Robert C. Edgar. Syncmers are more sensitive than minimizers for selecting conserved k-mers in biological sequences. Technical Report doi:10.1101/2020.09.29.319095, bioRxiv, 2020.
Download preprint: not available
Download from publisher: https://doi.org/10.1101/2020.09.29.319095
Related web page: not available
Bibliography entry: BibTeX
Abstract:
Minimizers are widely used to select subsets of fixed-length substrings (k- mers) from biological sequences in applications ranging from read mapping to taxonomy prediction and indexing of large datasets. Syncmers are an alternative method for selecting a subset of k-mers. Unlike a minimizer, a syncmer is identified by its k-mer sequence alone and is therefore synchronized in the following sense: if a given k-mer is selected from one sequence, it will also be selected from any other sequence.
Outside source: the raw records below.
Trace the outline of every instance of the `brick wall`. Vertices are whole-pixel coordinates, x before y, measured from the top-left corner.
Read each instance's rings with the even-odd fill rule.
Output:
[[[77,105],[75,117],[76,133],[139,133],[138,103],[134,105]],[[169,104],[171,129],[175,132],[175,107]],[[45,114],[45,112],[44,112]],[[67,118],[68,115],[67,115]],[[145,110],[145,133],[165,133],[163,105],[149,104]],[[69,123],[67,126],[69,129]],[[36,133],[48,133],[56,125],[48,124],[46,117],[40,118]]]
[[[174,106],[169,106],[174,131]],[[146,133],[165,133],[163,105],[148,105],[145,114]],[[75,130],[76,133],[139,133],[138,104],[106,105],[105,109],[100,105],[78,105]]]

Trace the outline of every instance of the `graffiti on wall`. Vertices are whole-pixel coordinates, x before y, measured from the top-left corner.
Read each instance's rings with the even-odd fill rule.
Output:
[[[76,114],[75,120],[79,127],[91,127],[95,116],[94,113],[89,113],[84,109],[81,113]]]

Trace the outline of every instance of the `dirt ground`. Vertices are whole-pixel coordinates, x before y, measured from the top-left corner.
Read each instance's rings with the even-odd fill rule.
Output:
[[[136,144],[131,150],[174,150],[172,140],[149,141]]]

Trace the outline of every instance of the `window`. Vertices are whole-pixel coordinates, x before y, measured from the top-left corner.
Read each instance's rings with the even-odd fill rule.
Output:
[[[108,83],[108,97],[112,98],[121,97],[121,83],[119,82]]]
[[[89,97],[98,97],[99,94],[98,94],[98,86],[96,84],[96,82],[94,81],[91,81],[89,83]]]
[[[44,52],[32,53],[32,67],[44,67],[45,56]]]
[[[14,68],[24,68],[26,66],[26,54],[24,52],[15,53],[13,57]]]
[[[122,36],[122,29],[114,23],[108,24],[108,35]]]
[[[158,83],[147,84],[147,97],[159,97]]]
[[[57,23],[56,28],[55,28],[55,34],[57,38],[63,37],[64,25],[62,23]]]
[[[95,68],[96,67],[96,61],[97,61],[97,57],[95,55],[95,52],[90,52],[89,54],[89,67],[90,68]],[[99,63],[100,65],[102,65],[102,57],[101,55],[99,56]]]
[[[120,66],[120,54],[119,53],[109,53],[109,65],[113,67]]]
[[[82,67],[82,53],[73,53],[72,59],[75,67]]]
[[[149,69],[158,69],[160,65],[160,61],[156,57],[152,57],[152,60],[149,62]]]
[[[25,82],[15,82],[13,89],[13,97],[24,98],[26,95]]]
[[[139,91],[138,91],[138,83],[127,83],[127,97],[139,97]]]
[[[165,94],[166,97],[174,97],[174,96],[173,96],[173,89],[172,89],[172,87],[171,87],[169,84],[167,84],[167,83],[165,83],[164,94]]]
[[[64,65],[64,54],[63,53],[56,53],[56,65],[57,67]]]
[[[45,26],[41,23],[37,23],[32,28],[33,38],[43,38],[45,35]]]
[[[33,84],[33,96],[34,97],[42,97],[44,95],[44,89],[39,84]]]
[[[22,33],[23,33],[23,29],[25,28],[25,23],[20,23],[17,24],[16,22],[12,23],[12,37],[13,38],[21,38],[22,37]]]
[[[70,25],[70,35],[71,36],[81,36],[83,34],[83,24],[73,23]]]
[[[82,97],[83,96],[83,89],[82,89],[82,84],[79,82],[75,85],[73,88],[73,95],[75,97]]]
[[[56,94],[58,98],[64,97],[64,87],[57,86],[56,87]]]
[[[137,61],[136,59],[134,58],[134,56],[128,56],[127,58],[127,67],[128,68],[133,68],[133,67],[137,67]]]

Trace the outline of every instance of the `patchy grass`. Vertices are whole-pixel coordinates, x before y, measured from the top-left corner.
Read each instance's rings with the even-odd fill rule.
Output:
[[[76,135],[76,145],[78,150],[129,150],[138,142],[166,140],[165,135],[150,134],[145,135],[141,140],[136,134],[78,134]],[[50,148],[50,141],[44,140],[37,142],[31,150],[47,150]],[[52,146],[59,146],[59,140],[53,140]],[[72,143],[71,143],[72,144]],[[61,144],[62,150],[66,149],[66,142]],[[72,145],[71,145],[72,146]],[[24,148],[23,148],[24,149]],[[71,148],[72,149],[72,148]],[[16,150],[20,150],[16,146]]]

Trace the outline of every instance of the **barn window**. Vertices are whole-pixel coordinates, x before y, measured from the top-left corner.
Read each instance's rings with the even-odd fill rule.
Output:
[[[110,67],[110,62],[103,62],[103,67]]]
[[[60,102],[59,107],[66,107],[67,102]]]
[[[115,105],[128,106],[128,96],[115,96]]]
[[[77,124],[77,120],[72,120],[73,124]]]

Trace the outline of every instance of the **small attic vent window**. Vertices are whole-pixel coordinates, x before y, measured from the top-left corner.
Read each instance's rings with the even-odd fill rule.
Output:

Bounded syncmers are defined by a small and fast function of the k-mer sequence which exploits correlations between overlapping k-mers to guarantee that at least one syncmer must appear in a window of predetermined length, and therefore comprise a universal hitting set which does not require a precomputed lookup table. Bounded syncmers are shown to be unambiguously superior to minimizers because they achieve both lower density and better conservation in mutated sequences.